Workshop on Incline Is Held
By Alice Ollstein
The Santa Monica Public Library was the setting Wednesday for a workshop on the planned demolition and replacement of the iconic California Incline.
Prior to the meeting, people were encouraged to visit several information booths that were set up in the library courtyard. Many people stopped by the “environmental impact” and “design” stations, but the “traffic” table drew the largest and most vocal crowd.
Traffic consultant Bob Cheung used a map of the Westside to describe the steps that the City planned to take to relieve the traffic woes an out-of-commission Incline would cause. The steps included a “residents only” route to help Santa Monicans get around during the busy summer months, detours along Palisades Beach Road, strategically placed signs urging motorists to take the 10 Freeway to Pacific Coast Highway, traffic signal coordination and a visible police presence.
“It’s already gridlock on the PCH in the afternoons,” one man griped. “What will happen now?”
A representative from environmental consultants, Jones and Stokes, opened the workshop by explaining that its purpose was to introduce the project to the community and to create a forum for discussion, as the 45-day “comment period” on the draft Environmental Impact Report (EIR) will end in a few weeks.
The draft EIR was reviewed, residents’ opinions were solicited, and the epresentatives from Jones and Stokes, the traffic consultant, structural engineers and design experts all fielded questions.
The project, a joint venture of the City of Santa Monica, Caltrans and the Federal Highway Administration, is slated to receive environmental clearance by summer’s end and get underway in 2009.
According to officials, the existing incline will be demolished, the “bridge section” will be replaced and brought up to current seismic standards and the incline will be rebuilt.
The impetus for what one Santa Monica resident called “an extensive and invasive production” was triggered by a deficient rating by Caltrans, which noted potholes on the south end of the incline, deep cracks at the north end, rust and a generally “dilapidated appearance.”
The reconstructed Incline will be 750 feet long and 50 feet wide, and will include a wider shoulder and sidewalk to improve pedestrian and bike access to the beach.

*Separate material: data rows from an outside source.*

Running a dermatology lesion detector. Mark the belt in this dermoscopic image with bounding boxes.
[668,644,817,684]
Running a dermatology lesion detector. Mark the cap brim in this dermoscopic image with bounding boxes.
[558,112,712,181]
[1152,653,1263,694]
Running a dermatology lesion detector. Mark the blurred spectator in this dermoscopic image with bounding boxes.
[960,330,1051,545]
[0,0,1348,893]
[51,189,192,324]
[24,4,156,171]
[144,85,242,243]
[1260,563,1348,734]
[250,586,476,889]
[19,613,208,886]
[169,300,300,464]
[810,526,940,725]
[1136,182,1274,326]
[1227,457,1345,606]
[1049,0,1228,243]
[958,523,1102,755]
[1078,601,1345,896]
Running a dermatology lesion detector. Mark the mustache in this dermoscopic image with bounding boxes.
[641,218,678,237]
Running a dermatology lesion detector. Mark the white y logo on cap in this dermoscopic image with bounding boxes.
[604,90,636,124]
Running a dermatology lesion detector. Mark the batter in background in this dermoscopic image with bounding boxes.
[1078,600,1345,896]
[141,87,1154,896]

As the structure was damaged in the Sylmar and Northridge earthquakes, the plan calls for making the Incline earthquake-safe for the future.
“We want to update it on our standards, not Mother Nature’s,” one spokesman said.
Questions asked during the evening ranged from a Canyon resident who worried she would have to put up her own detour signs in the area to Council member Kevin McKeown who wondered about the purpose of the mysterious door halfway up the bluffs.
The people present raised diverse issues, such as the placement of materials and workers and the unstable bluffs, which are especially susceptible to mudslides during California’s rainy season. Some people asked for a seven-day work week in order to complete the project as quickly as possible. Other people suggested leaving one lane open during the day and only working at night. Some wondered, “Why not just fortify the existing structure?” Others hoped the new Incline would be a marked mprovement on the existing Incline.
The meeting closed with a request that the public submit comments and ideas, as now is the time for exploring options.